The energy of the wave particle diffracted by the opening slit of the wall is distributed among the individual directions after diffraction in such a way that the energy components decrease with increasing diffraction angle. As **Angle of diffraction** one calls the **Angle between the original wave direction and the new wave directions**.

## Sound waves

Sound waves are **mechanical longitudinal waves**. They originate in the source of sound, a vibrating body, and propagate in solids, liquids, and gases in the form of pressure waves.

**example:** To the human ear, frequencies from 16 Hz to 20000 Hz are audible. At frequencies lower than 16 Hz, one speaks of **infrasound**. At frequencies above 20000 Hz, one speaks of **Ultrasound**.

In acoustics, a distinction is made between the following **Types**:

**sound:**Graphically, the pure tone is a sine wave. The pitch of the tone is determined by the frequency. The height distance of two tones is called interval. In the case of tone intervals, the lower tone is called the fundamental tone. The higher tone is the octave, the fifth, the fourth, etc. The musical interval of two tones that can be detected by hearing is determined by the quotient of their frequencies.**Sound:**Several sinusoidal oscillations superimpose to form a non-sinusoidal oscillation. The pitch is determined by the fundamental tone, the other tones convey the timbre.**Noise:**a mixture of numerous sounds, of rapidly changing frequencies and strength.**bang:**a strong sound event, which starts abruptly and is only effective for a short time.

## Sound

**Everything that we can perceive with the human ear is called sound.** A distinction is made between tones and noises. How we perceive a sound event depends on the loudness, the pitch and the sound color.

Sound propagates from a **Sound exciter** off – this is a vibrating body.

For sound to reach our ear, **this must be transmitted by a sound carrier**. For sound propagation, solid, liquid or gaseous bodies are necessary as sound carriers. Sound cannot be transmitted in a vacuum. A **Sound source** generates longitudinal waves propagating in the sound carrier. Sound perception occurs as soon as these longitudinal waves reach our ear (sound receiver).

## Speed of sound

The speed of sound **indicates how fast the sound propagates in a given sound carrier**. It is a quantity independent of the frequency. In air, the speed of sound is z.B. at 340 m/s, in water at 1440 m/s.

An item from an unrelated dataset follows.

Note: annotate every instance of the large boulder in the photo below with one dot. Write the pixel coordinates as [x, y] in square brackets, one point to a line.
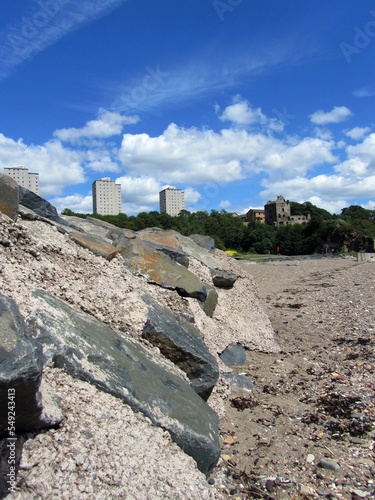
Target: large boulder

Sound waves, when they encounter another medium, become, **reflected at the transition boundary**.

**Example:** In a sonographic measurement, frequencies of a certain magnitude sent by the sound transmitter are reflected at a boundary surface (such as tissue or blood components in the Doppler method) and picked up again at a different frequency by a measuring probe. From the time required, given a known speed of sound propagation (or given known initial frequencies), the distance traveled can be calculated.

## Electromagnetic wave

The electromagnetic wave **consists of electric and magnetic fields, which are coupled with each other**. They are dependent on the frequency.

Electromagnetic waves **can propagate both in free space and in vacuum**. They do not require a carrier medium. In a vacuum, these waves propagate at the speed of light. According to today’s measurements, the speed of light in vacuum is c = (299792.5 + / – 0.9) km/s.

## Infrared light

The white light of an arc lamp or incandescent lamp provides a **invisible radiation, which is found in the visible spectrum next to red**. It is called infrared radiation and provides the infrared light.

## Ultraviolet light

**Outside the violet range of the visible color spectrum** is the ultraviolet color range. The irritation and tanning of the skin when exposed to the sun is due to the ultraviolet light component. Mercury vapor lamps, which are used as artificial high-altitude suns, also emit ultraviolet light.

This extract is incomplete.